The responsibilities of of each component can be summarized as follows:
- Authentication: Is this a valid user for this system?
- Authorization: What permissions and access does this user have?
- Accounting: What did this user do on the system?
It is possible to incorporate only a portion of AAA in a system. For example, if a company is not concerned about billing users for their network usage, they may decide to both authenticate and authorize users, but ignore user activity and not bother with accounting. Similarly, a monitoring system will look for unusual user activity (accounting), but may cede the authentication and authorization decisions to another part of the network.
What are the benefits of AAA?
AAA ensures the flexibility of network policies and gives administrators the ability to move systems.
AAA has been in common use since the early 1990s for medium to large networks. Generally speaking, small organizations can be managed without an AAA system, particularly where access to the network is largely constrained by physical access. The threshold for needing the flexibility and scalability that AAA provides is usually around 40-50 users.
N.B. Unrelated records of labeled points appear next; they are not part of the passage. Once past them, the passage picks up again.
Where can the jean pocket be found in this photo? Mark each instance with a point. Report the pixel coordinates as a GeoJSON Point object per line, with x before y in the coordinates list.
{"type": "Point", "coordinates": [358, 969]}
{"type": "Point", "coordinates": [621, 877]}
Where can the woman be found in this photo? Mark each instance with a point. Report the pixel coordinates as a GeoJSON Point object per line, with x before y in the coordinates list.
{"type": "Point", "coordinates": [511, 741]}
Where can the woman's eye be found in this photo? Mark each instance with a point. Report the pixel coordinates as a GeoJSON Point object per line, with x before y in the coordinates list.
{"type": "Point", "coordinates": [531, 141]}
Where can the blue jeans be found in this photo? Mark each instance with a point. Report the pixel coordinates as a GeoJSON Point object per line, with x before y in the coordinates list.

What are some examples of AAA?
RADIUS is one of a number of Authentication, Authorization, and Accounting protocols. FreeRADIUS is an open source implementation of the RADIUS protocol and is the most popular RADIUS server in the world. Another example of an AAA protocol is Diameter.
Where is AAA used?
Today, the proliferation of mobile devices, diverse network consumers, and varied network access methods combine to create an environment that places greater demands on AAA. AAA has a part to play in almost all the ways we access a network: wireless hotspots use AAA for security; partitioned networks require AAA to enforce access; all forms of remote access use AAA to authorize remote users.